Except for rejects, the output bins can be placed in pairs to
separate lead mailpieces from trail mailpieces. It is desirable for
the mailpieces in each output bin to face identically. The operator
may thus rotate trays properly so as to orient lead and trail
mailpieces the same way. The mail may be separated into four broad
categories: (1) facing identification marks (FIM) used with a
postal numeric encoding technique, (2) outgoing (destination is a
different sectional center facility (SCF)), (3) local (destination
is within this SCF), and (4) reject (detected double feeds, not
possible to sort into other categories). The decision of outgoing
vs. local, for example, may be based on the image analysis
performed by the image server 227.
[0058] FIG. 7 illustrates an exemplary image processing system 250
for a mail handling system in accordance with an aspect of the
present invention. The image processing system 250 can be roughly
divided into two sequential stages. In a first stage, the
orientation and facing of the envelope are determined as well as
general information relating to the types of indicia located on the
envelope. During the first processing stage, an orientation
determination element 260 can be initiated to provide an initial
determination of the orientation and facing of the envelope. In
accordance with an aspect of the present invention, the first stage
of image processing is designed to operate within less than one
hundred eighty milliseconds.
[0059] One or more images can be provided to the orientation
determination element 260 as part of the first processing stage. A
plurality of neural network classifiers 262, 264, and 266 within
the orientation determination element 260 are operative to analyze
various aspects of the input images to determine an orientation and
facing of the envelope.
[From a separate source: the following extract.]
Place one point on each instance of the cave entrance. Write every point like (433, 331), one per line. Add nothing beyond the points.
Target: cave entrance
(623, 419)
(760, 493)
A first neural network classifier 262
determines an appropriate orientation for the envelope according to
the distribution of dark pixels across each side of the envelope. A
second neural network classifier 264 can comprise an indicia
detection and recognition system that locates dense regions within
the corners of an envelope and classifies the located dense regions
into broad indicia categories. A third neural network classifier
266 can comprise an indicia categorization system in accordance
with an aspect of the present invention.
[0060] The outputs of all three neural network classifiers 262,
264, and 266 are provided to an orientation arbitrator 268. The
orientation arbitrator 268 determines an associated orientation and
facing for the envelope according to the neural network outputs. In
the illustrated implementation, the orientation arbitrator 268 is a
neural network classifier that receives the outputs of the three
neural network classifiers 262, 264, and 266 and classifies the
envelope into one of four possible orientations.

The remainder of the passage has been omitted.